CHARLES DE LA RONCIÈRE. La Découverte de l'Afrique au Moyen Age. Cartographes et explorateurs. Ouvrage publié sous les auspices de Sa Majesté Fouad Ier, roi d'Égypte. Tome I: L'Intérieur du continent; tome II: Le Périple du continent [Mémoires de la Société royale de géographie d'Égypte, tomes V et VI]; in-4°, 175 et 147 pages, 37 planches, Le Caire, 1924 et 1925.

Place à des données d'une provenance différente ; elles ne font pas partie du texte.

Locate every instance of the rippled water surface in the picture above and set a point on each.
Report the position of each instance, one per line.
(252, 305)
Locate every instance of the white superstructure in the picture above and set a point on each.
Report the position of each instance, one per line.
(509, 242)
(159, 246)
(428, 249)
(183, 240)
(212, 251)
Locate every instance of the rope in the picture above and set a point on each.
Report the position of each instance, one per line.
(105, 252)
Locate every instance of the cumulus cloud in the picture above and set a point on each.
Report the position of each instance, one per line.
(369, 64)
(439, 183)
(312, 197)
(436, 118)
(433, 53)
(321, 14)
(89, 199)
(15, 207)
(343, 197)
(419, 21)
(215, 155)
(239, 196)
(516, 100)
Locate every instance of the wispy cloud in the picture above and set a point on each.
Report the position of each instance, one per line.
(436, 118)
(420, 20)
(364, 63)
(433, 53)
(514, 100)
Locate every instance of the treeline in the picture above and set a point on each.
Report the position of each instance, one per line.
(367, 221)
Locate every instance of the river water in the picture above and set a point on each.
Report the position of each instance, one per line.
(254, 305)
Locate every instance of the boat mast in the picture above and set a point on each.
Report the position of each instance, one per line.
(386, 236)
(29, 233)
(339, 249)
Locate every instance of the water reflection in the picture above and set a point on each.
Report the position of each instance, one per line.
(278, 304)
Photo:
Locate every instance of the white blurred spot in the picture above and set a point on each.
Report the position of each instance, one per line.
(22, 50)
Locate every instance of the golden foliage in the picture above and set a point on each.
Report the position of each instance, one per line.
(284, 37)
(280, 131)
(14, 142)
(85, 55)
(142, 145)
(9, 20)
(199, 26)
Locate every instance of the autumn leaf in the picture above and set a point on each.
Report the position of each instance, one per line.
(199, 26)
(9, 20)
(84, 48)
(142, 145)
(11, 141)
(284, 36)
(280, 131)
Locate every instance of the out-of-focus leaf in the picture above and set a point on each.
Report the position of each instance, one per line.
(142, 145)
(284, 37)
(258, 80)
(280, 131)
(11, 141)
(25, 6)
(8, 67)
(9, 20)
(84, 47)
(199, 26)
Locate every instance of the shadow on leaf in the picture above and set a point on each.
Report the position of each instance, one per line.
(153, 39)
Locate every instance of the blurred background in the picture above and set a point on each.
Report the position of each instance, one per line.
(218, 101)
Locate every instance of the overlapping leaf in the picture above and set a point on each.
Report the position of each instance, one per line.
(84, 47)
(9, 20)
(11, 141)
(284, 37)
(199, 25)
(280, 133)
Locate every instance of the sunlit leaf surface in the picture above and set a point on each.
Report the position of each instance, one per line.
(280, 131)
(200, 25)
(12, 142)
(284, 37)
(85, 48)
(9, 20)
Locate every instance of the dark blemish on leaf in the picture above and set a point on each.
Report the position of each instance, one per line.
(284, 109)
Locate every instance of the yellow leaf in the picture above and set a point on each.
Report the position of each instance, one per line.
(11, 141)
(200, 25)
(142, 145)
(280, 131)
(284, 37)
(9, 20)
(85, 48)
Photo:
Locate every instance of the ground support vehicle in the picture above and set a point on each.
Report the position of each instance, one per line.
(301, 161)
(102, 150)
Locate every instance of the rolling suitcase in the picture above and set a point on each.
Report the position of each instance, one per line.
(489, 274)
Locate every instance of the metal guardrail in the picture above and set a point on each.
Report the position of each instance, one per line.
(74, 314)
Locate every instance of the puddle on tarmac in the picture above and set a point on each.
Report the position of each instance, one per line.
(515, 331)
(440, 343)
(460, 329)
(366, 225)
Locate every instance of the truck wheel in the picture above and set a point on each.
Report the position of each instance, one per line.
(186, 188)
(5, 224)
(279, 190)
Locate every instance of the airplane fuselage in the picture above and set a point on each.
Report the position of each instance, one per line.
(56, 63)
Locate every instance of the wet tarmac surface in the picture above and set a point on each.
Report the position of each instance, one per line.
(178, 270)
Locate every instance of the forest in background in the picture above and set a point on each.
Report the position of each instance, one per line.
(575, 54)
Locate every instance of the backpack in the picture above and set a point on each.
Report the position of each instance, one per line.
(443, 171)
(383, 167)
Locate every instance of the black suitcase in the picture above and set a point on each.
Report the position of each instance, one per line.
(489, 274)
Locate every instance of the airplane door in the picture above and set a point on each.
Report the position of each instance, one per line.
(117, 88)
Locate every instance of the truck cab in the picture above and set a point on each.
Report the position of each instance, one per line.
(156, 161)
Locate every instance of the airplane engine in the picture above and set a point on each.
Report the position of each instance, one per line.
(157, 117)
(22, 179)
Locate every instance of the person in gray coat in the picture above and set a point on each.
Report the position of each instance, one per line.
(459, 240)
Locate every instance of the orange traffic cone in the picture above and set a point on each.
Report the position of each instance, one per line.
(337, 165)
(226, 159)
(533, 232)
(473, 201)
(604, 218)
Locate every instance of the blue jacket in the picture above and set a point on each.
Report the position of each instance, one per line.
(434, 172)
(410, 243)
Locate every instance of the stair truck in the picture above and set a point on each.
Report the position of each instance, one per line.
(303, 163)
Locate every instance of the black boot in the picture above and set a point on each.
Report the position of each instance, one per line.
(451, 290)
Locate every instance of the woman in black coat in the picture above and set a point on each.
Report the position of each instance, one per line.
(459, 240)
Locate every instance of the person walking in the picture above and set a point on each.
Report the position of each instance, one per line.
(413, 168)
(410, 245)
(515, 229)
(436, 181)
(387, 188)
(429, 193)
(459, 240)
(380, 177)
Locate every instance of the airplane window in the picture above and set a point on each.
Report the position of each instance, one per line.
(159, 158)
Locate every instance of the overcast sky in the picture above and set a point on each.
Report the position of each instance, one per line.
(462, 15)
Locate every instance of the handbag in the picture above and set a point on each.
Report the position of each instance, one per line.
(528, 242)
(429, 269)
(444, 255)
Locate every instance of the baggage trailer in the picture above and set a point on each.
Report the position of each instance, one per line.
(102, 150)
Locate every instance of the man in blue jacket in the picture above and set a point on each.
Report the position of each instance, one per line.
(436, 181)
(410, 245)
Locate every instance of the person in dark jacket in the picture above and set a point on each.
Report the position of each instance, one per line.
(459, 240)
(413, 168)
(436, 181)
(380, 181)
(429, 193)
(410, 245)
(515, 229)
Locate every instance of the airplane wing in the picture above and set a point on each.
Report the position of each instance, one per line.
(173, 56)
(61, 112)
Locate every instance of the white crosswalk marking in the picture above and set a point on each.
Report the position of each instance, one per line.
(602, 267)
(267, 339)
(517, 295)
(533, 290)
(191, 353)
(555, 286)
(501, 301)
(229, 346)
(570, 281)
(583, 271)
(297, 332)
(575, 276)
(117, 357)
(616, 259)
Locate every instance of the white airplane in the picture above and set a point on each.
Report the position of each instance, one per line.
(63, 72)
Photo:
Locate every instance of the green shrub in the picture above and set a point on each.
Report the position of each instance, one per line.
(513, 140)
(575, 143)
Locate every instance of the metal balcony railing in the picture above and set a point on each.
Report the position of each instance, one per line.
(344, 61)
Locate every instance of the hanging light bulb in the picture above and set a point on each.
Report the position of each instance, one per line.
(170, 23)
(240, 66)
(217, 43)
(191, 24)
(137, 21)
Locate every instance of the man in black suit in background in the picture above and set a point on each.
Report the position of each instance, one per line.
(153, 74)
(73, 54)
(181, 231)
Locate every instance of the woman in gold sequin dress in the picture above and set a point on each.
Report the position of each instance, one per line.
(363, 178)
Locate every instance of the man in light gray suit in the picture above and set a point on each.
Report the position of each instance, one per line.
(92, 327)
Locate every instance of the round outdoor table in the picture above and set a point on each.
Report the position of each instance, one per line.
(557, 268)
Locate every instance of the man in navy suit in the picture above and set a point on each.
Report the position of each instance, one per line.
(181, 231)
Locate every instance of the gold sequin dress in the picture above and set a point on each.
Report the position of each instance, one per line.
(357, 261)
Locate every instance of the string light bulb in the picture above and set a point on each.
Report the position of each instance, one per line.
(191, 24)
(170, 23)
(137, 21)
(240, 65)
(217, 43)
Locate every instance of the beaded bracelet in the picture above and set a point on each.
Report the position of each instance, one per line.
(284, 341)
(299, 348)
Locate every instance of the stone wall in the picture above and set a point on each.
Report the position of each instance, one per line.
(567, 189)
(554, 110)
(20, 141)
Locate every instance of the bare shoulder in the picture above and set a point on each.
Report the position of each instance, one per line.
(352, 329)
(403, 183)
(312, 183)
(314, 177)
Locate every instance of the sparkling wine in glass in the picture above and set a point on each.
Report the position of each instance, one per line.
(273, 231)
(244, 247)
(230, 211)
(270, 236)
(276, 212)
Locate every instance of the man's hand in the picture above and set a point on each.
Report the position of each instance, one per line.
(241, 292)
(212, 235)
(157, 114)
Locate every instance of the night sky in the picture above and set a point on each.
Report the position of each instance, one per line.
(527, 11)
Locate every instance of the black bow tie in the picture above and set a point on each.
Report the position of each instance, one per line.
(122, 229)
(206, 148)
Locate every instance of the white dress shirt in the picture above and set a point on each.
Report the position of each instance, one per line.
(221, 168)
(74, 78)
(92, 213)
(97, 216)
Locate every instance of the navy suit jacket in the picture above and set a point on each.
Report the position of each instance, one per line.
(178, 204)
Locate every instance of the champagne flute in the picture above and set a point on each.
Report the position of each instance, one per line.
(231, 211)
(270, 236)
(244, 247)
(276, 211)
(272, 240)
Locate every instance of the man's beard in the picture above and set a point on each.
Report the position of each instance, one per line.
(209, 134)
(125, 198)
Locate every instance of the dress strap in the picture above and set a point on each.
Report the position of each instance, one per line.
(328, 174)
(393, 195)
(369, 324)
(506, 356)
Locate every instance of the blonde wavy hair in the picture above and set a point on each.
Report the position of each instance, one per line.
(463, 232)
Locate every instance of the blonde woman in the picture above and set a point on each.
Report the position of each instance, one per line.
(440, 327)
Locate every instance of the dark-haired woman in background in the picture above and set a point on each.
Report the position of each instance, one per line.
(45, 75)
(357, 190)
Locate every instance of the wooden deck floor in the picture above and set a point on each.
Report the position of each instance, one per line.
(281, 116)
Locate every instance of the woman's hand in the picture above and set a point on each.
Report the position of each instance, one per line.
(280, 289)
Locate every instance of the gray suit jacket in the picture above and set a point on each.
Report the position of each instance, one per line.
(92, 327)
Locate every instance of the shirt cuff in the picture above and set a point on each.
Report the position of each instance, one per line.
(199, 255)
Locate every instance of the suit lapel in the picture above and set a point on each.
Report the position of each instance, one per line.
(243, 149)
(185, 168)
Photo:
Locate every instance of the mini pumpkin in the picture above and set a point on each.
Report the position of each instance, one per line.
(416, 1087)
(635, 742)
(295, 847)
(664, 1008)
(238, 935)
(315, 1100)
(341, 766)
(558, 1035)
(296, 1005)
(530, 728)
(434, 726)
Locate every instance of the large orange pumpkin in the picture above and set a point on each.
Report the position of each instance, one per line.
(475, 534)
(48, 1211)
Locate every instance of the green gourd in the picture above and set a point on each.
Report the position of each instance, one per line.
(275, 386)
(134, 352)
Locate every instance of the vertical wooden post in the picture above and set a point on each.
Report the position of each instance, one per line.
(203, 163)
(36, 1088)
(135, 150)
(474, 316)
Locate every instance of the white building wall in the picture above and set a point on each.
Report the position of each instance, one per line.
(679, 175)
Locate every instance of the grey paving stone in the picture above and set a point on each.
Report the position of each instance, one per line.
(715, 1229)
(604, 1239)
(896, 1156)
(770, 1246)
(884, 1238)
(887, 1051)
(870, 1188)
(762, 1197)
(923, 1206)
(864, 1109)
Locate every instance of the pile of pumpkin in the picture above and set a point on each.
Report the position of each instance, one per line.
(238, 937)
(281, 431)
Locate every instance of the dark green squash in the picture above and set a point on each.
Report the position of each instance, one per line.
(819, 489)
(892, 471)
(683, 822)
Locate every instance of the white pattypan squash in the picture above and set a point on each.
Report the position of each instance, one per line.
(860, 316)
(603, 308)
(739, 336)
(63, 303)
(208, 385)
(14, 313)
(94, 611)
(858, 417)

S. M. Fouad Ier a toujours aimé la géographie; il ne l'a pas oubliée depuis qu'il est devenu roi d'Égypte. C'est grâce à sa libéralité que l'ouvrage de M. Charles de la Roncière sur la découverte de l'Afrique au Moyen Age peut se présenter avec un luxe de bon goût. Parfaitement imprimé au Caire par les soins de l'Institut français d'archéologie orientale, il est orné d'une abondante illustration, qui consiste surtout en reproductions excellentes de cartes conservées à la Bibliothèque nationale ou dans d'autres grands dépôts. Car l'auteur mène de front l'étude des voyages faits par des Européens aux xIII, XIVe et xve siècles, et celle de la cartographie, qui a enregistré les résultats acquis. De part et d'autre, il apporte une riche moisson de documents inédits ou fort peu connus, qu'il met en œuvre de la manière la plus heureuse. Ce livre est aussi attachant qu'instructif.

I

Ce qu'était le Soudan au Moyen Age, nous le savions, dans une assez large mesure, par des écrits arabes, et il faut bien dire qu'ils demeurent nos principales sources d'informations. L'islamisme, qui avait commencé à se répandre dans cette contrée au x1° siècle, avait créé des liens entre elle et le reste du monde musulman. Plus tôt encore, des marchands, venus de Berbérie et même d'Orient, avaient traversé le Sahara pour se rendre au pays des Noirs, là où l'on croyait retrouver, dans le Niger et dans le Sénégal, une tête et une branche du Nil: erreur héritée des anciens, qui, rencontrant des crocodiles, d'autres animaux et des végétaux nilotiques dans des rivières de l'Ouest africain ', s'étaient empressés d'identifier ces cours d'eau avec le grand fleuve d'Égypte.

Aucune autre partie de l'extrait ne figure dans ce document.